The tea is this moment setting out.

Do not have your coloured muslin unless you really want it, because I am afraid I could not send it to the coach without giving trouble here.

Eliza caught her cold on Sunday in our way to the D'Entraigues. The horses actually gibbed on this side of Hyde Park Gate: a load of fresh gravel made it a formidable hill to them, and they refused the collar; I believe there was a sore shoulder to irritate. Eliza was frightened and we got out, and were detained in the evening air several minutes. The cold is in her chest, but she takes care of herself, and I hope it may not last long.

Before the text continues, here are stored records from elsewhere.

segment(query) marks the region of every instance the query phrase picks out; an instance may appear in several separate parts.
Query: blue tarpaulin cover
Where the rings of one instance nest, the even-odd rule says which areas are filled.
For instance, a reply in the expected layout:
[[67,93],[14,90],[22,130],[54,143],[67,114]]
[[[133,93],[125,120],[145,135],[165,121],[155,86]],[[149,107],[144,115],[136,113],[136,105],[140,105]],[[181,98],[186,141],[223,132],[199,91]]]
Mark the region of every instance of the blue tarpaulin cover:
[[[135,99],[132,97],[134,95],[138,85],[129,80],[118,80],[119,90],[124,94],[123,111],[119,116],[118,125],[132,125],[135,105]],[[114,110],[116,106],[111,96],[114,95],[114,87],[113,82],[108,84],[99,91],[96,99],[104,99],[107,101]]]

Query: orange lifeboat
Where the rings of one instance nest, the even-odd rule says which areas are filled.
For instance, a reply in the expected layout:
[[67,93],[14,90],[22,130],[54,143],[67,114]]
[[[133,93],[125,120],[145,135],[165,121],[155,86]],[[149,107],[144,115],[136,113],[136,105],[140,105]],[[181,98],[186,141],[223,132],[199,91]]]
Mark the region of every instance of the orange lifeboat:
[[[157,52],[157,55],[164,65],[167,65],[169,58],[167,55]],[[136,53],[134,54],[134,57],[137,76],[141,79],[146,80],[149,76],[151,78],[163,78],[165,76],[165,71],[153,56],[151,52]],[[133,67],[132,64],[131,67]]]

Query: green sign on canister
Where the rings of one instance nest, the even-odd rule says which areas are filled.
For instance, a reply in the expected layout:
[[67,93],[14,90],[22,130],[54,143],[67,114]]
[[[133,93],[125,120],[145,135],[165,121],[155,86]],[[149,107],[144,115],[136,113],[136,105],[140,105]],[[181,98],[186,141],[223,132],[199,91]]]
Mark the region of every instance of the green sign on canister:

This engagement prevented Mr. Walter's staying late -- he had his coffee and went away. Eliza enjoyed her evening very much, and means to cultivate the acquaintance; and I see nothing to dislike in them but their taking quantities of snuff. Monsieur, the old Count, is a very fine-looking man, with quiet manners, good enough for an Englishman, and, I believe, is a man of great information and taste. He has some fine paintings, which delighted Henry as much as the son's music gratified Eliza; and among them a miniature of Philip V. of Spain, Louis XIV.'s grandson, which exactly suited my capacity. Count Julien's performance is very wonderful.

We met only Mrs. Latouche and Miss East, and we are just now engaged to spend next Sunday evening at Mrs. L.'s, and to meet the D'Entraigues, but M. le Comte must do without Henry. If he would but speak English, I would take to him.

Have you ever mentioned the leaving off tea to Mrs. K.? Eliza has just spoken of it again. The benefit she has found from it in sleeping has been very great.

I shall write soon to Catherine to fix my day, which will be Thursday. We have no engagement but for Sunday. Eliza's cold makes quiet advisable. Her party is mentioned in this morning's paper. I am sorry to hear of poor Fanny's state. From that quarter, I suppose, is to be the alloy of her happiness. I will have no more to say. Yours affectionately,

J. A.

Give my love particularly to my goddaughter.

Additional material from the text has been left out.